The Tartarus Key's theming rules because it's tropey, not scary
I'm starting the 'horror doesn't have to be scary' discourse early
There are a bunch of reasons I like The Tartarus Key (enough to make it our RPS Game Club pick this month), and one of them is that it's not actually scary. Like, sure, you could attach the horror tag to it on Steam if you wanted, but it's more of a costume for you to enjoy - like the family down the street who are really into Halloween and turn their suburban semi into a haunted house with a movie-quality zombie in the front yard. It's really cool and you like it on its own terms, but being frightened isn't so much the point as it is to remember you have enjoyed being frightened in the past. Also, for some reason the family won't let you out of the living room until you complete a logic puzzle involving maths.
If I were shut in a weird dimly-lit mansion in real life I would surely die, but in The Tartarus Key I can solve its puzzles at my leisure. I appreciate that, while The Tartarus Key could have slapped its locked room traps together with no real overall theming, or plopped a Mr. X-esque brute to chase me around, the devs instead elected to cloak it all in a Technicolour Dreamcoat of lovely horror tropes that create the feeling that maybe you could be scared at some point.

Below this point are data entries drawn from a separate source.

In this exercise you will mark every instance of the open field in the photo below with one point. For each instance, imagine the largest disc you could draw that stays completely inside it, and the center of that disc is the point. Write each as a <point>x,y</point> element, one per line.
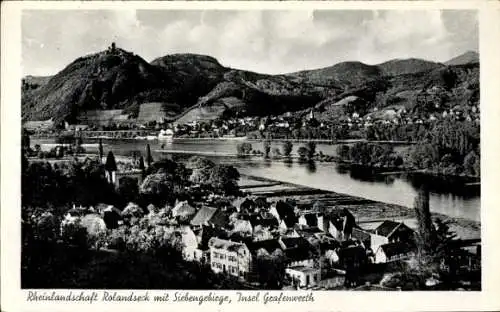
<point>368,213</point>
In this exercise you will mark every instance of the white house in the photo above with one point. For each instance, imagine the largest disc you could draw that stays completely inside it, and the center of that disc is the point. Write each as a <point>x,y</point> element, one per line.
<point>304,276</point>
<point>390,232</point>
<point>393,252</point>
<point>229,257</point>
<point>183,209</point>
<point>189,243</point>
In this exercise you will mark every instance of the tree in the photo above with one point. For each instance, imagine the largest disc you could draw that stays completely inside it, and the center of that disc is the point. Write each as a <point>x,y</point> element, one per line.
<point>110,165</point>
<point>302,151</point>
<point>287,148</point>
<point>472,164</point>
<point>343,152</point>
<point>276,152</point>
<point>142,167</point>
<point>311,150</point>
<point>271,268</point>
<point>25,139</point>
<point>244,149</point>
<point>128,189</point>
<point>267,148</point>
<point>157,189</point>
<point>149,158</point>
<point>224,178</point>
<point>101,151</point>
<point>425,228</point>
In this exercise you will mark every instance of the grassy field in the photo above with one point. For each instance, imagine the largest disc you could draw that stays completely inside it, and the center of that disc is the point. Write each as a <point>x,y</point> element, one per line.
<point>368,213</point>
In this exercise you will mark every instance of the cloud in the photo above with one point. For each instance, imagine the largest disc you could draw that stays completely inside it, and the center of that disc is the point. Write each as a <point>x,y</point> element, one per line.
<point>265,41</point>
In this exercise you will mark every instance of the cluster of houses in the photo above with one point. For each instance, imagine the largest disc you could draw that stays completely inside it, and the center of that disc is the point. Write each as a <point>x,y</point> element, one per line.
<point>318,249</point>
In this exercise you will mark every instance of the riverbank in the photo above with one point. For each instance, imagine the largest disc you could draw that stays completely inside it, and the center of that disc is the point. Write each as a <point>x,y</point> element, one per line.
<point>368,213</point>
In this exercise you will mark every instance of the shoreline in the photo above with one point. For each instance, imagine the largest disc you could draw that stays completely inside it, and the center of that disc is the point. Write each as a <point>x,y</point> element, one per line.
<point>365,210</point>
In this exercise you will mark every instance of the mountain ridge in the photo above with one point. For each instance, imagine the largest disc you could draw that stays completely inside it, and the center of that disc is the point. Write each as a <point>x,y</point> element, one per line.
<point>118,79</point>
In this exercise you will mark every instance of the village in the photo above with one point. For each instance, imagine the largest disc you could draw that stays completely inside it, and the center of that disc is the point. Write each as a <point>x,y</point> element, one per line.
<point>263,239</point>
<point>152,119</point>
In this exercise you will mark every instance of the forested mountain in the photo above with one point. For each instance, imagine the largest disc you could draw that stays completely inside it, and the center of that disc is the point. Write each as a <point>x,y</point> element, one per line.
<point>117,79</point>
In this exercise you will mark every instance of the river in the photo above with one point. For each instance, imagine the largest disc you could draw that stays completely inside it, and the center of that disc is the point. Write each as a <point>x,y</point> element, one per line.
<point>445,197</point>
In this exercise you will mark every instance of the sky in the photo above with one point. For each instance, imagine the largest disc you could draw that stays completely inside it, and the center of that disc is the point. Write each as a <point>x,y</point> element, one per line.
<point>265,41</point>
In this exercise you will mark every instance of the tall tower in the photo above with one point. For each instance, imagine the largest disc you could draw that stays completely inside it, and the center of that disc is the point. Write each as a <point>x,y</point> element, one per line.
<point>425,227</point>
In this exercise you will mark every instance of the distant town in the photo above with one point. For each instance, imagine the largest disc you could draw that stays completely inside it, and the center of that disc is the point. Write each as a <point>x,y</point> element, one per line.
<point>110,199</point>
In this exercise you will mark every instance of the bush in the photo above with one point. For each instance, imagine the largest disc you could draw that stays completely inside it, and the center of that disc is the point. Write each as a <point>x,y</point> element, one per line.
<point>244,149</point>
<point>287,148</point>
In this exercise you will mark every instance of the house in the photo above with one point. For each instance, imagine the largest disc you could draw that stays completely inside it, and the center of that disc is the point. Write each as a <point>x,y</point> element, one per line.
<point>229,257</point>
<point>394,252</point>
<point>303,276</point>
<point>244,205</point>
<point>309,219</point>
<point>43,125</point>
<point>189,243</point>
<point>268,247</point>
<point>220,219</point>
<point>202,217</point>
<point>340,224</point>
<point>242,227</point>
<point>75,127</point>
<point>183,210</point>
<point>261,234</point>
<point>285,213</point>
<point>352,257</point>
<point>263,219</point>
<point>298,251</point>
<point>390,232</point>
<point>362,236</point>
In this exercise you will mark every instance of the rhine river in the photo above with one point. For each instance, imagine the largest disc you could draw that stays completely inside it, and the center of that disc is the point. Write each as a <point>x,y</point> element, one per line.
<point>445,197</point>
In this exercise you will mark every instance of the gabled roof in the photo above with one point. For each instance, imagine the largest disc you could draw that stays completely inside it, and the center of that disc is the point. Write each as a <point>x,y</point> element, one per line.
<point>360,235</point>
<point>398,248</point>
<point>269,245</point>
<point>388,227</point>
<point>183,209</point>
<point>203,216</point>
<point>218,243</point>
<point>263,219</point>
<point>219,219</point>
<point>311,219</point>
<point>297,248</point>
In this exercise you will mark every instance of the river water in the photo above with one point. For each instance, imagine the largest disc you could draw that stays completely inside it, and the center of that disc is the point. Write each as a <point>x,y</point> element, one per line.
<point>445,196</point>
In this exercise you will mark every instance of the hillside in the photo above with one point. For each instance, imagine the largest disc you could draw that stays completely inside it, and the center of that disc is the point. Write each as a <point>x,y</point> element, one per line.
<point>192,86</point>
<point>466,58</point>
<point>407,66</point>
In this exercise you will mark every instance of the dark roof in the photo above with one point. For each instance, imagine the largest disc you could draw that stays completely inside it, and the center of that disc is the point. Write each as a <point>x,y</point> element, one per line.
<point>262,202</point>
<point>247,204</point>
<point>311,219</point>
<point>352,251</point>
<point>263,219</point>
<point>387,227</point>
<point>361,235</point>
<point>203,216</point>
<point>294,246</point>
<point>284,210</point>
<point>393,249</point>
<point>298,248</point>
<point>270,245</point>
<point>219,219</point>
<point>309,230</point>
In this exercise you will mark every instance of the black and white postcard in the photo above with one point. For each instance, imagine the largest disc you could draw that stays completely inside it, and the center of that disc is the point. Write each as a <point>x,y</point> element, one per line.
<point>250,156</point>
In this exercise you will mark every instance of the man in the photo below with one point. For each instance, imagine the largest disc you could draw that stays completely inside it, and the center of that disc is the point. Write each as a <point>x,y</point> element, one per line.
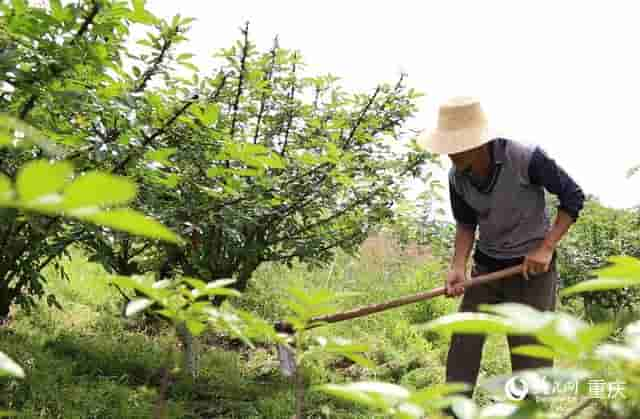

Being tropey is a fine line to walk. It's true that deploying a lot of tropes badly can come off as tired, but by the same token, the idea that an audience should never be able to predict what happens is how we got season eight of Game Of Thrones, an ending so unpopular that it completely memory-holed the previous seven seasons of a TV show that was once the most popular thing on God's earth. Now nobody talks about it ever.
The Tartarus Key is a wholly unoriginal text, but whenever you walk into a new area of the mansion, your brain is passively exposed to something you recognise from a horror trope, or a slightly budget thriller, or a Resident Evil game. Ooh, special doors with coded keys! An observatory room focused on constellations with Latin names, and chairs that you can easily imagine were only just vacated by a group of sinister Georgian naturalists with pointy shoes and white stockings (and also they worship the devil). When you walk into a library stocked with books about murderers, adjacent to a room full of biblical sculptures, you're almost more surprised that John Malkovich isn't in the corner playing an art-themed serial killer than you would be if he were actually there.
This all plays into how The Tartarus Key builds up its own slightly weird, quite meta story, but it also gives your brain a little fun horror nostalgia bath. It creates the feeling of being scary, as if there might be a jumpscare coming, but without actually deploying any. The game evokes some of the most popular genre pieces of the last 30 years, from obvious pulls like Resi, Saw or the Texas Chainsaw Massacre to weirder ones that get a bit into spoiler territory. Even the cast play into this: you've got your arrogant rich guy, a nervous bookish professor, a down-on-her-luck ex cop, the wildcard doctor... It's a who's who of 'who's your favourite horror trope character?', and it's great.
The fact that all this is in service to some difficult and very minimally signposted puzzles just makes me like it more, to be honest.